John James Audubon

American, 1785 - 1851
"My birds, my beloved birds of America, fill all my time and nearly all my thoughts!". Thus wrote John James Audubon, creator of The Birds of America (1827-1838), a landmark in ornithology and one of the most sought-after documents in American art.

John James Audubon (1785-1851), acclaimed as one of the greatest natural artists of all time, devoted most of his adult life to the monumental task of creating a faithful and lasting record of all the birds known to America. For over twenty years, the `American Woodsman' explored the continent - from the Arctic to Patagonia -to study the anatomy, behaviour and habitat of birds as varied as the Bonaparte Fly Catcher, the Ivory-billed Woodpecker, the Great White Crane and the Passenger Pigeon.
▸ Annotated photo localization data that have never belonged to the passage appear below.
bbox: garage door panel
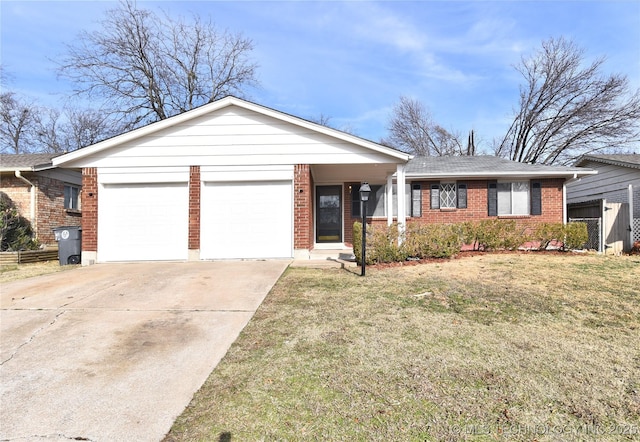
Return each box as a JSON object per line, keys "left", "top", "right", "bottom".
{"left": 201, "top": 181, "right": 292, "bottom": 259}
{"left": 99, "top": 183, "right": 188, "bottom": 262}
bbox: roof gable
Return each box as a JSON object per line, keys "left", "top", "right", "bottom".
{"left": 53, "top": 97, "right": 409, "bottom": 167}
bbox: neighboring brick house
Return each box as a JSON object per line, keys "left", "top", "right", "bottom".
{"left": 51, "top": 97, "right": 594, "bottom": 265}
{"left": 0, "top": 153, "right": 82, "bottom": 245}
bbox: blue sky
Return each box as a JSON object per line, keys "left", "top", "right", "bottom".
{"left": 1, "top": 0, "right": 639, "bottom": 150}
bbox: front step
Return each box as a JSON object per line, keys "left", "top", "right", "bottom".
{"left": 308, "top": 249, "right": 355, "bottom": 261}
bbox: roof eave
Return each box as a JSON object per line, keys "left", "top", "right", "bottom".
{"left": 404, "top": 170, "right": 598, "bottom": 179}
{"left": 576, "top": 155, "right": 640, "bottom": 170}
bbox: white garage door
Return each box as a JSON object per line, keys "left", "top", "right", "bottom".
{"left": 99, "top": 183, "right": 189, "bottom": 261}
{"left": 201, "top": 181, "right": 292, "bottom": 259}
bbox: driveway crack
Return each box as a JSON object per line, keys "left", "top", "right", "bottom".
{"left": 0, "top": 310, "right": 67, "bottom": 366}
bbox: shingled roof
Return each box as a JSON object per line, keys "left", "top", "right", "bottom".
{"left": 575, "top": 154, "right": 640, "bottom": 169}
{"left": 405, "top": 155, "right": 594, "bottom": 179}
{"left": 0, "top": 153, "right": 59, "bottom": 171}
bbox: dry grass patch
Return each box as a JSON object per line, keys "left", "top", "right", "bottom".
{"left": 166, "top": 253, "right": 640, "bottom": 441}
{"left": 0, "top": 260, "right": 72, "bottom": 283}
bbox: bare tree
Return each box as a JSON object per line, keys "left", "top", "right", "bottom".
{"left": 58, "top": 0, "right": 258, "bottom": 128}
{"left": 383, "top": 96, "right": 464, "bottom": 156}
{"left": 497, "top": 37, "right": 640, "bottom": 165}
{"left": 35, "top": 106, "right": 119, "bottom": 153}
{"left": 0, "top": 92, "right": 37, "bottom": 154}
{"left": 34, "top": 107, "right": 63, "bottom": 153}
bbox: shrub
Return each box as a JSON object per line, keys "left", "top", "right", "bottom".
{"left": 353, "top": 222, "right": 405, "bottom": 264}
{"left": 473, "top": 219, "right": 525, "bottom": 251}
{"left": 403, "top": 223, "right": 461, "bottom": 259}
{"left": 563, "top": 222, "right": 589, "bottom": 250}
{"left": 0, "top": 192, "right": 39, "bottom": 252}
{"left": 529, "top": 222, "right": 565, "bottom": 250}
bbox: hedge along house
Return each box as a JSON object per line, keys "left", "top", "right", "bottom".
{"left": 51, "top": 97, "right": 596, "bottom": 265}
{"left": 52, "top": 97, "right": 411, "bottom": 265}
{"left": 0, "top": 153, "right": 82, "bottom": 245}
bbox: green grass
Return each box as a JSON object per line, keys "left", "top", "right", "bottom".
{"left": 165, "top": 253, "right": 640, "bottom": 441}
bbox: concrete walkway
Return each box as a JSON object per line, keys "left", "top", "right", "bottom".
{"left": 0, "top": 260, "right": 289, "bottom": 442}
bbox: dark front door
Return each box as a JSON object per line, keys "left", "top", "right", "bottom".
{"left": 316, "top": 185, "right": 342, "bottom": 243}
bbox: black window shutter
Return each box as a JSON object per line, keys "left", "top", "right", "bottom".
{"left": 430, "top": 183, "right": 440, "bottom": 209}
{"left": 457, "top": 183, "right": 467, "bottom": 209}
{"left": 488, "top": 181, "right": 497, "bottom": 216}
{"left": 351, "top": 186, "right": 361, "bottom": 218}
{"left": 531, "top": 181, "right": 542, "bottom": 216}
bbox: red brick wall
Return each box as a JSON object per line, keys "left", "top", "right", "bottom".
{"left": 81, "top": 168, "right": 98, "bottom": 252}
{"left": 1, "top": 173, "right": 81, "bottom": 244}
{"left": 1, "top": 174, "right": 31, "bottom": 219}
{"left": 344, "top": 183, "right": 355, "bottom": 246}
{"left": 294, "top": 165, "right": 313, "bottom": 249}
{"left": 345, "top": 178, "right": 566, "bottom": 234}
{"left": 188, "top": 166, "right": 201, "bottom": 250}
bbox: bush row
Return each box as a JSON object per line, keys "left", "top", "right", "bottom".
{"left": 353, "top": 220, "right": 589, "bottom": 264}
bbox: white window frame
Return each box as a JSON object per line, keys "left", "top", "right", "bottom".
{"left": 497, "top": 181, "right": 529, "bottom": 216}
{"left": 440, "top": 182, "right": 457, "bottom": 209}
{"left": 64, "top": 184, "right": 80, "bottom": 210}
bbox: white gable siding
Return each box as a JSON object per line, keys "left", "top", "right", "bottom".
{"left": 69, "top": 108, "right": 397, "bottom": 169}
{"left": 567, "top": 161, "right": 640, "bottom": 204}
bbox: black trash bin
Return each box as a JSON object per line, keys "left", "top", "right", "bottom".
{"left": 53, "top": 226, "right": 82, "bottom": 265}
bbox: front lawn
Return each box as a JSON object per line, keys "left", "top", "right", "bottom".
{"left": 165, "top": 253, "right": 640, "bottom": 441}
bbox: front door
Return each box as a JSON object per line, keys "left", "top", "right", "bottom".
{"left": 316, "top": 185, "right": 342, "bottom": 243}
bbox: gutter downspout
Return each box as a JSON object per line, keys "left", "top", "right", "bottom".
{"left": 14, "top": 170, "right": 36, "bottom": 231}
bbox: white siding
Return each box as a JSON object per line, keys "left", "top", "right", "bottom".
{"left": 67, "top": 108, "right": 398, "bottom": 168}
{"left": 566, "top": 161, "right": 640, "bottom": 204}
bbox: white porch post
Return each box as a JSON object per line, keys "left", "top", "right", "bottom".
{"left": 396, "top": 164, "right": 406, "bottom": 241}
{"left": 629, "top": 184, "right": 634, "bottom": 249}
{"left": 386, "top": 174, "right": 393, "bottom": 226}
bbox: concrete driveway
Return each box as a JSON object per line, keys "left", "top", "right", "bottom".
{"left": 0, "top": 260, "right": 289, "bottom": 442}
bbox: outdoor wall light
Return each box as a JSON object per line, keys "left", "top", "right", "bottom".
{"left": 359, "top": 182, "right": 371, "bottom": 276}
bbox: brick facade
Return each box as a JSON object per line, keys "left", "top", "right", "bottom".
{"left": 294, "top": 164, "right": 314, "bottom": 250}
{"left": 346, "top": 178, "right": 566, "bottom": 234}
{"left": 81, "top": 168, "right": 98, "bottom": 252}
{"left": 1, "top": 173, "right": 81, "bottom": 245}
{"left": 188, "top": 166, "right": 201, "bottom": 250}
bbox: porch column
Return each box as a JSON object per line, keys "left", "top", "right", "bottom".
{"left": 396, "top": 163, "right": 406, "bottom": 240}
{"left": 386, "top": 174, "right": 393, "bottom": 226}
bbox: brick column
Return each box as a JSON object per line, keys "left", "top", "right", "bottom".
{"left": 81, "top": 168, "right": 98, "bottom": 265}
{"left": 188, "top": 166, "right": 201, "bottom": 259}
{"left": 294, "top": 165, "right": 313, "bottom": 251}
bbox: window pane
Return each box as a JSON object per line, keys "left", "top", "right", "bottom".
{"left": 370, "top": 185, "right": 385, "bottom": 216}
{"left": 512, "top": 181, "right": 529, "bottom": 215}
{"left": 497, "top": 183, "right": 511, "bottom": 215}
{"left": 391, "top": 184, "right": 411, "bottom": 216}
{"left": 440, "top": 183, "right": 456, "bottom": 208}
{"left": 64, "top": 186, "right": 71, "bottom": 209}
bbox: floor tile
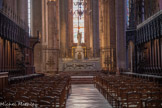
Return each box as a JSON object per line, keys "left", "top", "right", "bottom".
{"left": 66, "top": 84, "right": 112, "bottom": 108}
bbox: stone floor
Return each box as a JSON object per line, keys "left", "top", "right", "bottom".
{"left": 66, "top": 84, "right": 112, "bottom": 108}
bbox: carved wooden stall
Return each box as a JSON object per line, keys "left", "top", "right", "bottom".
{"left": 0, "top": 6, "right": 37, "bottom": 77}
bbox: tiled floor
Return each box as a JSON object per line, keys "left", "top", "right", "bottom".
{"left": 66, "top": 84, "right": 112, "bottom": 108}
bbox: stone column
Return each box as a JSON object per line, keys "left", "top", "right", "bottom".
{"left": 67, "top": 0, "right": 73, "bottom": 55}
{"left": 84, "top": 0, "right": 90, "bottom": 58}
{"left": 46, "top": 1, "right": 58, "bottom": 75}
{"left": 92, "top": 0, "right": 100, "bottom": 57}
{"left": 48, "top": 1, "right": 57, "bottom": 49}
{"left": 160, "top": 0, "right": 162, "bottom": 10}
{"left": 32, "top": 0, "right": 42, "bottom": 73}
{"left": 59, "top": 0, "right": 68, "bottom": 57}
{"left": 89, "top": 0, "right": 93, "bottom": 58}
{"left": 13, "top": 0, "right": 17, "bottom": 17}
{"left": 99, "top": 0, "right": 116, "bottom": 71}
{"left": 115, "top": 0, "right": 126, "bottom": 74}
{"left": 86, "top": 0, "right": 99, "bottom": 58}
{"left": 42, "top": 0, "right": 46, "bottom": 44}
{"left": 31, "top": 0, "right": 42, "bottom": 37}
{"left": 17, "top": 0, "right": 28, "bottom": 27}
{"left": 99, "top": 0, "right": 106, "bottom": 69}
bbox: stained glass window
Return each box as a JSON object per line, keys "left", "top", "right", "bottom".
{"left": 127, "top": 0, "right": 130, "bottom": 26}
{"left": 0, "top": 0, "right": 2, "bottom": 9}
{"left": 28, "top": 0, "right": 31, "bottom": 35}
{"left": 73, "top": 0, "right": 84, "bottom": 43}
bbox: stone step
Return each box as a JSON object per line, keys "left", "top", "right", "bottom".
{"left": 71, "top": 78, "right": 93, "bottom": 80}
{"left": 71, "top": 76, "right": 94, "bottom": 84}
{"left": 72, "top": 82, "right": 94, "bottom": 84}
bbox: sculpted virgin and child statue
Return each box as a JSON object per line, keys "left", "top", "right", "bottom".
{"left": 77, "top": 32, "right": 82, "bottom": 46}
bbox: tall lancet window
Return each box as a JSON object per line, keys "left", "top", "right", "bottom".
{"left": 28, "top": 0, "right": 31, "bottom": 35}
{"left": 126, "top": 0, "right": 130, "bottom": 27}
{"left": 73, "top": 0, "right": 85, "bottom": 43}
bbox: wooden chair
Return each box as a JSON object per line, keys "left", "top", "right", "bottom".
{"left": 144, "top": 99, "right": 162, "bottom": 108}
{"left": 122, "top": 92, "right": 142, "bottom": 108}
{"left": 38, "top": 96, "right": 56, "bottom": 108}
{"left": 1, "top": 75, "right": 70, "bottom": 108}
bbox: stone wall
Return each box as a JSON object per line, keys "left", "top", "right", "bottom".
{"left": 160, "top": 0, "right": 162, "bottom": 10}
{"left": 32, "top": 0, "right": 59, "bottom": 75}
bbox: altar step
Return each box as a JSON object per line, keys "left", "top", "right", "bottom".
{"left": 71, "top": 76, "right": 94, "bottom": 84}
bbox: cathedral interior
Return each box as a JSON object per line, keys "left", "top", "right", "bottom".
{"left": 0, "top": 0, "right": 162, "bottom": 108}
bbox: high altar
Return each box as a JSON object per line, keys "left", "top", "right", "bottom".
{"left": 59, "top": 32, "right": 101, "bottom": 72}
{"left": 59, "top": 0, "right": 101, "bottom": 72}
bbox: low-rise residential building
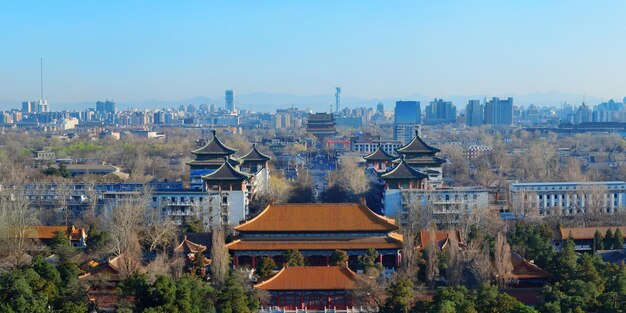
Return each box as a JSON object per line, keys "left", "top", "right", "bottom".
{"left": 384, "top": 187, "right": 489, "bottom": 222}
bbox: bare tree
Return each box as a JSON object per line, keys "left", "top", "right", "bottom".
{"left": 425, "top": 226, "right": 439, "bottom": 288}
{"left": 0, "top": 186, "right": 39, "bottom": 267}
{"left": 493, "top": 232, "right": 514, "bottom": 288}
{"left": 352, "top": 271, "right": 389, "bottom": 309}
{"left": 54, "top": 180, "right": 72, "bottom": 226}
{"left": 84, "top": 180, "right": 100, "bottom": 224}
{"left": 144, "top": 253, "right": 174, "bottom": 283}
{"left": 337, "top": 155, "right": 369, "bottom": 196}
{"left": 106, "top": 197, "right": 147, "bottom": 256}
{"left": 465, "top": 239, "right": 492, "bottom": 285}
{"left": 509, "top": 189, "right": 540, "bottom": 220}
{"left": 210, "top": 226, "right": 230, "bottom": 287}
{"left": 143, "top": 209, "right": 178, "bottom": 252}
{"left": 446, "top": 234, "right": 463, "bottom": 286}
His contribution to scientific ornithology is significant: during his research he not only discovered hitherto unidentified species but also was the first exponent of bird `banding' or `ringing'. However, Audubon's true achievement lies in transforming accurate descriptions of species into spectacular paintings which bring over 400 American birds vividly to life: he was the first ornithological artist to portray birds life-size and "alive and moving" in naturalistic settings. His enduring images combined scientific accuracy, strong composition and brilliant colour.

Biography courtesy of The Charleston Renaissance Gallery,
John Audubon was born in 1785 in Les Cayes, Haiti. He is the foremost painter of wildlife to date. He had been a bird collector as a boy but undertook the role of shop owner until the age of 35. At this point, Audubon began systematically recording birds in watercolor across the Northeast. He collected all bird specimens and had an assistant to gather flowers and plants to be used in his pictures. In 1826 Audubon traveled to Great Britain in search of a publisher, returning to Florida only during the winter to include more birds in his monumental project. Birds of America was completed and published in 1838. The watercolor illustrations displayed 489 different species and were sold by subscription at $1,000 each. Robert Havellur provided all the engravings to accompany the work. Audubon also published Viviparous Quadrupeds of North America in 1848, which contained 150 more paintings of wildlife.